Designing oversight as a system

The reframe I keep coming back to is this: oversight is infrastructure, not reassurance. "A human reviews it" is reassurance. It sounds responsible. It satisfies the compliance checkbox. It makes the slide deck feel complete. But it does not function as infrastructure because it has no defined inputs, no acceptance criteria, no failure modes, no scalability model, and no measurement framework.

Oversight infrastructure asks and answers: what is the expected error rate of this model in this context? What is the acceptable error rate given the stakes of each output tier? What automated checks catch which failure categories? At what sampling rate does human review add marginal value over the automated baseline? What does the escalation path look like, who is on it, and what SLA are they held to? What happens when the error rate crosses a threshold, does autonomy contract automatically, or does someone have to make a call?

These questions are not especially hard to answer. They are just boring to answer. They require the kind of careful, operational thinking that does not make the slide deck feel exciting. Nobody has ever gotten a standing ovation for presenting their inter-rater reliability calibration protocol. But this is exactly the work that separates organizations that have genuinely safe AI deployments from organizations that have AI deployments with a human somewhere nearby who can be blamed if something goes wrong.

The reviewer who becomes a rubber stamp is not the problem. The rubber stamp was the design. What you built was a system where volume would eventually exceed capacity, where the rubric was implicit and not transferable, where the reviewer had no way to know what they were supposed to be catching, and where nothing measured whether catching was actually happening.
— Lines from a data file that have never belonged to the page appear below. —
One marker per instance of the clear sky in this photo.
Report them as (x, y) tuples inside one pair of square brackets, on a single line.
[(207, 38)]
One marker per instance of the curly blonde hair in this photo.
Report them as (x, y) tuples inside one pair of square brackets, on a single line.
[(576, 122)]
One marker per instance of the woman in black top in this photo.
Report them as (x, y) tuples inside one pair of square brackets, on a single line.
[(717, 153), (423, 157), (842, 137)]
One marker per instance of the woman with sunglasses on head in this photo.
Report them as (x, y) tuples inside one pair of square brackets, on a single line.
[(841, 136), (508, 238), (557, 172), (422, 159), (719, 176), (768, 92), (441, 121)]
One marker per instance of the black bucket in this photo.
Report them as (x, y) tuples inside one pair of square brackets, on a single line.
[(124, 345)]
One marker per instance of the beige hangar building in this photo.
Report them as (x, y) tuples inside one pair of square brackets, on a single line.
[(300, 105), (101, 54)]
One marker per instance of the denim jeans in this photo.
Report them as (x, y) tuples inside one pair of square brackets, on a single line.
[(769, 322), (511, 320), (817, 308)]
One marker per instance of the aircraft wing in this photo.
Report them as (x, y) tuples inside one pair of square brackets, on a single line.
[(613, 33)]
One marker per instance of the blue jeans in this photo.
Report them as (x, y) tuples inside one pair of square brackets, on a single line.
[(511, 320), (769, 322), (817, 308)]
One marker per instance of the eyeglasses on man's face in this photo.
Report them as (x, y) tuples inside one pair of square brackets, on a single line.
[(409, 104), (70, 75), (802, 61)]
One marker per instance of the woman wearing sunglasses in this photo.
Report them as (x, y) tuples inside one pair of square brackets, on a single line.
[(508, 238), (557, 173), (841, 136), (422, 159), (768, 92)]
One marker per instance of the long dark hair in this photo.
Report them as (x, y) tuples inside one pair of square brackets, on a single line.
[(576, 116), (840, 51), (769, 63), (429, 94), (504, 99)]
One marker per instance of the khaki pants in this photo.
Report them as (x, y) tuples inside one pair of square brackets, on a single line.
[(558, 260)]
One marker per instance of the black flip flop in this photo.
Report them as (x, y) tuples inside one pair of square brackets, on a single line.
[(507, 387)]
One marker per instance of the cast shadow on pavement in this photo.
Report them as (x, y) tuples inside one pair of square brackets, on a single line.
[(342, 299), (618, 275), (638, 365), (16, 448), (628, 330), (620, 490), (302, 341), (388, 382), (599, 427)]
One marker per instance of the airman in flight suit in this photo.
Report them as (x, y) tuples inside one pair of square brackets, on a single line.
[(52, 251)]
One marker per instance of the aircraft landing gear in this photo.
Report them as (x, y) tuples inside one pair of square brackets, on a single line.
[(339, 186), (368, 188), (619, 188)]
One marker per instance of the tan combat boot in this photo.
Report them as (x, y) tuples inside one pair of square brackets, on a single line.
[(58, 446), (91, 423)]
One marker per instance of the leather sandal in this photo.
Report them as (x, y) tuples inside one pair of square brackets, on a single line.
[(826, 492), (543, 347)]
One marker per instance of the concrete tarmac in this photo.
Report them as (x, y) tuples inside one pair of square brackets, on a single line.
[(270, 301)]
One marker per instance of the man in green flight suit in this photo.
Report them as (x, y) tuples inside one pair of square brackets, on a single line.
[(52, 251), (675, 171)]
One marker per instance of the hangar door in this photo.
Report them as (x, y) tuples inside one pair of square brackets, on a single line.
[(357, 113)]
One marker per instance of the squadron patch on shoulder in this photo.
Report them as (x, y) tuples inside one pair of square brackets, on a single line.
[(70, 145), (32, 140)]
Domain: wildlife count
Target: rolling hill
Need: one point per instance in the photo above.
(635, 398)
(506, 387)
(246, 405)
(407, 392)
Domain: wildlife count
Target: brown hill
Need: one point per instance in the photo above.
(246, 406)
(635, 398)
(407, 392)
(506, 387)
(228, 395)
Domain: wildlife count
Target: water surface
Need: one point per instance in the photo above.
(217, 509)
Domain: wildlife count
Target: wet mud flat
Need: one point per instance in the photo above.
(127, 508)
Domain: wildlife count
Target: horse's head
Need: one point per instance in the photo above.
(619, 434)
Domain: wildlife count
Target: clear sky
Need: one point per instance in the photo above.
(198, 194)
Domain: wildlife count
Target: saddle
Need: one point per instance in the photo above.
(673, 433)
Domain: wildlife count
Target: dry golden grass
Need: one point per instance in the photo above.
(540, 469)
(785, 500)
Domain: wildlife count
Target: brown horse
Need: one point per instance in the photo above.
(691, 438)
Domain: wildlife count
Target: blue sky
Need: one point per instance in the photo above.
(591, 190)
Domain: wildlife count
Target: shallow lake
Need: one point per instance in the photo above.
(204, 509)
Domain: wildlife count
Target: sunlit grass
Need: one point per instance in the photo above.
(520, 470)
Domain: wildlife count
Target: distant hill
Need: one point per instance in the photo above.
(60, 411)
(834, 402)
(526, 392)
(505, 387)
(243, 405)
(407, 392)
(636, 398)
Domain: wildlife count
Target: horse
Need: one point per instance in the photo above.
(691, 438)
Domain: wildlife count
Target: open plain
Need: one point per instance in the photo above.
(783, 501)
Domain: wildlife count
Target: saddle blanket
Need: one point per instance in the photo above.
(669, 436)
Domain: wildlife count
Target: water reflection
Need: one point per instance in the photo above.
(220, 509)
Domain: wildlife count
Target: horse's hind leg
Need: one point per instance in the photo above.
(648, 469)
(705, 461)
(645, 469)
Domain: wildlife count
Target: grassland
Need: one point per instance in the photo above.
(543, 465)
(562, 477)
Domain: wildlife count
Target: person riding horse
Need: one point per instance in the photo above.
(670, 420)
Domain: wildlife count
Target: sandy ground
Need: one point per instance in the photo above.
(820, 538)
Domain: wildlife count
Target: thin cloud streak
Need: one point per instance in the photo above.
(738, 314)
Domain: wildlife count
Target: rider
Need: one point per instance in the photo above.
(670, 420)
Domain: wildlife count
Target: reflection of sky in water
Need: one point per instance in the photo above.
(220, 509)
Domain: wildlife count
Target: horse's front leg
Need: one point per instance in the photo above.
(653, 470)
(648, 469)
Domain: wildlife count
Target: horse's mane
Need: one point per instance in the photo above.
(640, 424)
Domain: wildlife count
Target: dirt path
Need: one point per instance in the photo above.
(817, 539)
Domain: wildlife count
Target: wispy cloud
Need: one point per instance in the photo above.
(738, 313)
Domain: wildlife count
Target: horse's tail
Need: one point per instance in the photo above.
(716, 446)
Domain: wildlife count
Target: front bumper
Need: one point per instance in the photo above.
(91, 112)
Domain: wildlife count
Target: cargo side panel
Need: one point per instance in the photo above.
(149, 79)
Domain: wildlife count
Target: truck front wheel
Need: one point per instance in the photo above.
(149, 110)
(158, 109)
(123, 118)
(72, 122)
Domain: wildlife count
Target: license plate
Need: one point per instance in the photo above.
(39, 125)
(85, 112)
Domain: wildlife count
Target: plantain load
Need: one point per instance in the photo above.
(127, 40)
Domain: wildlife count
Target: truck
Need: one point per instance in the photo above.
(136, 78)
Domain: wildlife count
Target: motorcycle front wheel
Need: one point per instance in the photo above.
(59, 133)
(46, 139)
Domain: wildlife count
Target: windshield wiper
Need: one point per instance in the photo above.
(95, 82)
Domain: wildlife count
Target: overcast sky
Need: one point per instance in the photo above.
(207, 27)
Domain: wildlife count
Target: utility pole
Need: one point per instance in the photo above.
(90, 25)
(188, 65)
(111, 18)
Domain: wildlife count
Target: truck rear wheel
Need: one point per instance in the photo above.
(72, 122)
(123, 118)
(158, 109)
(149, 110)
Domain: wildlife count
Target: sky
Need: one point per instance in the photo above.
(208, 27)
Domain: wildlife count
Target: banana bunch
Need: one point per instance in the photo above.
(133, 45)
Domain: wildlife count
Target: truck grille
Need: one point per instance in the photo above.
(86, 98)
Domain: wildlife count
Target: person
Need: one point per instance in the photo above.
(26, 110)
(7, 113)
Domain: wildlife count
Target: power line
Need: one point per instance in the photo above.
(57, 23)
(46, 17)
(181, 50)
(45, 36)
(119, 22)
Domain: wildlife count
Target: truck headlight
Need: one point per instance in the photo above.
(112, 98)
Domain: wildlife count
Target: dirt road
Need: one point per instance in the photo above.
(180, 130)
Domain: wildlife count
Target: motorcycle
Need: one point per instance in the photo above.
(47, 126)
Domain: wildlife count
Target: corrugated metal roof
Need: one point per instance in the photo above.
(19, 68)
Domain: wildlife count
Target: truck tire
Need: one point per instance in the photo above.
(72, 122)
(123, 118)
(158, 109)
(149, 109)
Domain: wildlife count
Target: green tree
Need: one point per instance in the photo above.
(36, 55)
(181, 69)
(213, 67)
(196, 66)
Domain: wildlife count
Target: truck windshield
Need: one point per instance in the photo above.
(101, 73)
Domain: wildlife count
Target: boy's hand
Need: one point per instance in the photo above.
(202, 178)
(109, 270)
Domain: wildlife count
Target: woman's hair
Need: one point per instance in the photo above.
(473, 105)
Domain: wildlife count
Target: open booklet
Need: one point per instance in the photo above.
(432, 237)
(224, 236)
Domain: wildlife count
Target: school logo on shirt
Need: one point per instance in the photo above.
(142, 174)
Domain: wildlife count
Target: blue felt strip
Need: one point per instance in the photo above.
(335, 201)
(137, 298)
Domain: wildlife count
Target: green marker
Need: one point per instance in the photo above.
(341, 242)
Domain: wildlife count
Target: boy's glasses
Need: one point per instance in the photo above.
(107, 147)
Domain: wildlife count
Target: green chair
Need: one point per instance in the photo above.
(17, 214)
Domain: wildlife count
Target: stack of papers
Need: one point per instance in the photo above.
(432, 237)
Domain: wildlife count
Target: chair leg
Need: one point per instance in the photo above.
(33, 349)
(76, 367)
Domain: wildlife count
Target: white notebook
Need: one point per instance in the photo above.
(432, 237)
The human was a prop in a process that was never specified well enough to function.

If your current AI oversight plan would stop functioning correctly if that one reviewer took a two-week vacation, it is not a plan. It is a dependency. Plans survive the individuals inside them. Oversight systems should too.

Start with the questions. Write down the answers. Make the rubric. Do the capacity math. Build the evals. Set the thresholds. Then put a human in the loop, but only in the specific, instrumented, scalable way that actually means something.

If you are trying to build oversight that survives production volume rather than a reviewer who quietly drowns in it, this is the kind of work my team does at Devlyn.

Frequently asked questions

What does "human in the loop" actually mean for AI systems? In practice it should mean a designed oversight system: a specific reviewer or rotation, a defined rubric, a sampling rate, an authority to reject or escalate, and a latency window. Most of the time it means none of that, just a person named on a slide. If you cannot describe what a failure of your oversight process looks like, you do not have human in the loop, you have a dependency.

Why does human-in-the-loop review break down at scale? Volume grows faster than reviewer capacity. The reviewer starts skimming, then trusts the model because it has been right many times in a row, and the process drifts toward rubber-stamping without anyone measuring it. The failure is invisible: no crash, no error log, just a human who is technically reviewing and functionally not.

What is the alternative to reviewing every AI output by hand? Risk-tiered review plus automated evals and structured sampling. Run deterministic checks on 100% of outputs, sample human review at a rate calibrated to your error tolerance, and route exceptions and high-stakes cases to a reviewer with a rubric and an SLA. Then scale model autonomy in proportion to how well you can measure it, never beyond the reach of your evaluation system.